NEC、基幹システムをクラウド化へ:2010年度から稼働開始
NECは、販売、経理、資材の基幹システムの全面刷新を実施し、ネットワーク経由でシステムの機能が使えるようにする。総コスト2割削減を目指す。
NECは3月2日、自社の基幹システムを全面刷新すると発表した。販売、経理、資材の基幹システムが対象で、2010年から順次稼働させる予定。ネットワーク経由で基幹システムの機能が使える「クラウド指向」のサービス基盤を整備し、総コストを2割以上削減する。
対象となるのは、NECグループの国内外の関係会社を含む、販売、経理、資材の基幹システム。BPR(業務プロセス再設計)で策定したグローバル規模の標準業務プロセスを実装し、国際会計基準への対応や内部統制の強化を図る。業務を効率化することで、対象となる間接部門の費用を2012年度までに2割以上削減する。
グループ全体のサービスを提供する基盤として、国内のデータセンターに新システムを集中的に設置する。社内部門とグループ各社はネットワーク経由でシステムの各機能を利用できる。既存のシステムとはSOA(サービス指向アーキテクチャ)で連携する。

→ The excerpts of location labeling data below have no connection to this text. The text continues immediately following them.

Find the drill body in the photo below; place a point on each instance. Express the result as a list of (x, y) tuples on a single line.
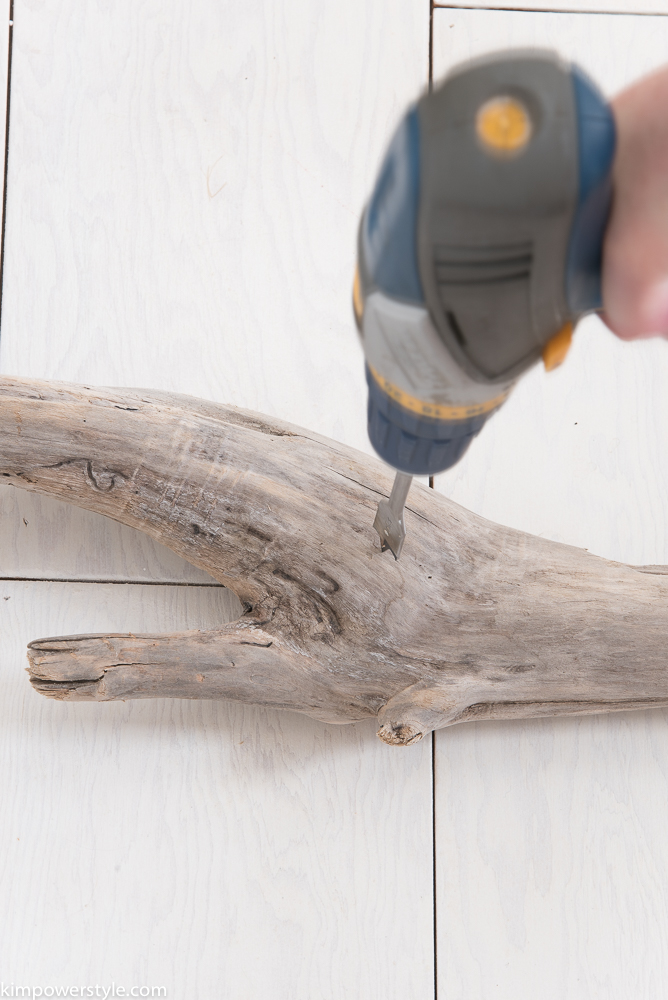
[(479, 249)]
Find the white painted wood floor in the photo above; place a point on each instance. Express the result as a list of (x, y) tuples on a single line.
[(184, 184)]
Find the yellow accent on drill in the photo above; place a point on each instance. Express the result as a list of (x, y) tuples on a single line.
[(557, 348), (435, 410), (503, 126), (358, 302)]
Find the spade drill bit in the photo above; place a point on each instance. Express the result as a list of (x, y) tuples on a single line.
[(389, 521)]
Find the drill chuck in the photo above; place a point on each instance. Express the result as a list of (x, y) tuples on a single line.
[(479, 249)]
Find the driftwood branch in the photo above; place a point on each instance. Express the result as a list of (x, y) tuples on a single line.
[(476, 621)]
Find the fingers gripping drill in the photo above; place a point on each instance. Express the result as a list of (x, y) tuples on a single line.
[(478, 251)]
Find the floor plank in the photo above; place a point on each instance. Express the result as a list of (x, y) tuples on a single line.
[(216, 849), (552, 865), (577, 455), (551, 850), (637, 7), (185, 182)]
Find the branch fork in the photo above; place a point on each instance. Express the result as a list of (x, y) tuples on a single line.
[(476, 621)]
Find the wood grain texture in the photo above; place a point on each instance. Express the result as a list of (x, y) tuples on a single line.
[(577, 455), (43, 537), (475, 621), (219, 850), (600, 7), (184, 190)]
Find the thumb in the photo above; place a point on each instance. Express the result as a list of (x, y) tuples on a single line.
[(635, 251)]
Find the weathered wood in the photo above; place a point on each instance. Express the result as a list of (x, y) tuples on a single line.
[(476, 621)]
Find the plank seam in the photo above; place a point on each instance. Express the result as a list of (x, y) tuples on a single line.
[(120, 583), (433, 863), (10, 29)]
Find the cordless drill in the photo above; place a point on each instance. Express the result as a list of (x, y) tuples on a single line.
[(478, 251)]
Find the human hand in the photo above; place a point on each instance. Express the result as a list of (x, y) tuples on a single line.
[(635, 251)]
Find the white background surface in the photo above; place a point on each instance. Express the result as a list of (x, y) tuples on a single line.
[(183, 192)]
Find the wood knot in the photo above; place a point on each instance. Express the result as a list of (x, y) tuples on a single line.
[(399, 734), (102, 480)]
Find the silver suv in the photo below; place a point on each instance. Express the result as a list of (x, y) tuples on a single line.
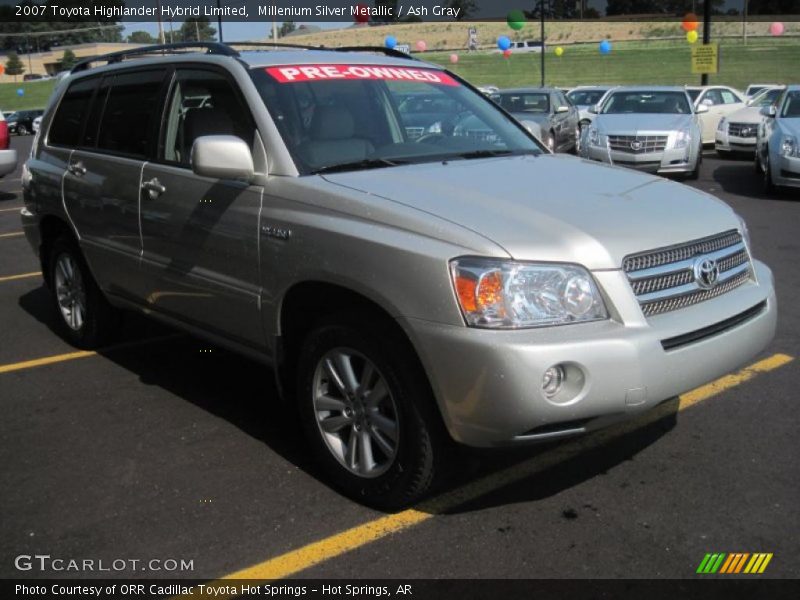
[(406, 291)]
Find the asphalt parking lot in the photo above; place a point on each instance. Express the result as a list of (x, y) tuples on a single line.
[(164, 447)]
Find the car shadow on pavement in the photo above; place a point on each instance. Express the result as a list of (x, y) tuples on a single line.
[(244, 393), (738, 177)]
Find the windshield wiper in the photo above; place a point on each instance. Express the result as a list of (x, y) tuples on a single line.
[(359, 165)]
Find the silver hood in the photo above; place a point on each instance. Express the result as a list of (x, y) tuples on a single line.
[(633, 123), (552, 207)]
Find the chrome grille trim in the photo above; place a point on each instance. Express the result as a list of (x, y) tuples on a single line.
[(662, 306), (664, 279), (662, 256), (649, 143), (735, 129)]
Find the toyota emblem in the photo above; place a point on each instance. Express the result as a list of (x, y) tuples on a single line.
[(706, 272)]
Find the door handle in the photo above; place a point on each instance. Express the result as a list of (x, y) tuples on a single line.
[(77, 169), (154, 188)]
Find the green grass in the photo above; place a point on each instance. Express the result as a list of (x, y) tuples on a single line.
[(658, 62), (36, 94)]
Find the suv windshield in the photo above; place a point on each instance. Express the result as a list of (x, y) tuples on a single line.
[(585, 97), (343, 116), (526, 102), (647, 102)]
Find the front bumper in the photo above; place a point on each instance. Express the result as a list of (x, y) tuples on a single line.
[(671, 160), (8, 161), (488, 383), (787, 171), (732, 143)]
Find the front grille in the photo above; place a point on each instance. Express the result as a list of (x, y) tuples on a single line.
[(637, 144), (742, 129), (664, 279)]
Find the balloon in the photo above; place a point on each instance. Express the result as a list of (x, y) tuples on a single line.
[(690, 22), (776, 28), (516, 20), (362, 13)]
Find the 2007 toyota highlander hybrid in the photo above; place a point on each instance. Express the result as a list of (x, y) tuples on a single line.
[(406, 286)]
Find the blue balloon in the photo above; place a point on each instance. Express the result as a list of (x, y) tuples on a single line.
[(503, 42)]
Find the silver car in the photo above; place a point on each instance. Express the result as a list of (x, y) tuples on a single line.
[(652, 129), (738, 131), (405, 292), (778, 143), (545, 109)]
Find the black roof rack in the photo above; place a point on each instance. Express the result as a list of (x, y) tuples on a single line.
[(113, 57), (226, 49)]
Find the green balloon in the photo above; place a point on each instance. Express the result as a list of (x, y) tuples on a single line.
[(516, 20)]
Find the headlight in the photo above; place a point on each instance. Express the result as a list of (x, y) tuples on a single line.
[(789, 146), (501, 294), (682, 139)]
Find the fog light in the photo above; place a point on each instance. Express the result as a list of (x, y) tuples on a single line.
[(552, 380)]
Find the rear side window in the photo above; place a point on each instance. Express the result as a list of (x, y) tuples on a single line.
[(131, 113), (67, 122)]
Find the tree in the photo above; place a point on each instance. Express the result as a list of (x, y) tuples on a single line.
[(14, 66), (287, 27), (68, 60), (197, 29), (467, 8), (141, 37)]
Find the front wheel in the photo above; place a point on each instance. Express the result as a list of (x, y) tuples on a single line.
[(84, 315), (366, 409)]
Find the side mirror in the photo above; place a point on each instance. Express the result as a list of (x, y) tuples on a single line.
[(222, 157)]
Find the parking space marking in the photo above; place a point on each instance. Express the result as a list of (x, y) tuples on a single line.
[(20, 276), (303, 558), (57, 358)]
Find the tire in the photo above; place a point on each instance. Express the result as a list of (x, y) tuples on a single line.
[(84, 316), (382, 453)]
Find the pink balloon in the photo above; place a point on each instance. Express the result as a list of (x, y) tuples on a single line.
[(776, 28)]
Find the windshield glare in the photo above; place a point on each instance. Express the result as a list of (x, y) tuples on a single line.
[(586, 97), (647, 102), (369, 115)]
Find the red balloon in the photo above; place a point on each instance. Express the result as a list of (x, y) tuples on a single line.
[(362, 13), (690, 22)]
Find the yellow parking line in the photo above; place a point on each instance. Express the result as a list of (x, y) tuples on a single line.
[(57, 358), (315, 553), (20, 276)]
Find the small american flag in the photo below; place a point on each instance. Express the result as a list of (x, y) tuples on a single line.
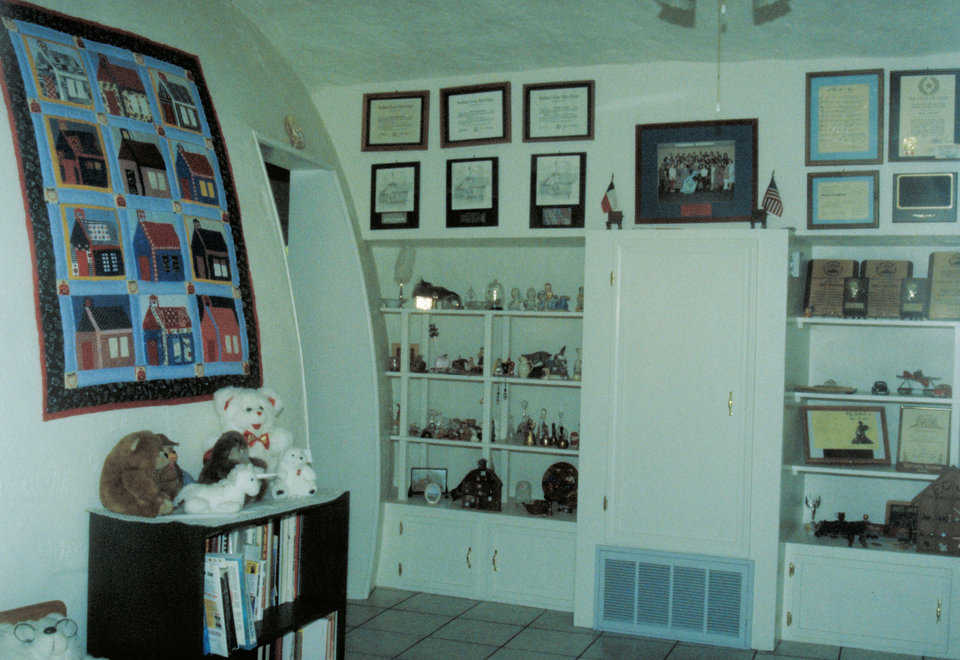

標準システムとして採用するERPは「SAP ERP」。Windows Server 2008、SQL Server 2008、省電力サーバ「Express5800/ECO CENTER」も取り入れてシステムを構築する。また独自技術によるクラウド指向のミドルウェア、仮想化システムを自動で生成する運用管理ミドルウェアを新規で開発する。
2010年4月に経理システム、2011年4月に販売・購買システムの稼働を開始させる。自社システム構築のノウハウを活用し、「クラウドサービス」として展開していく予定もあるという。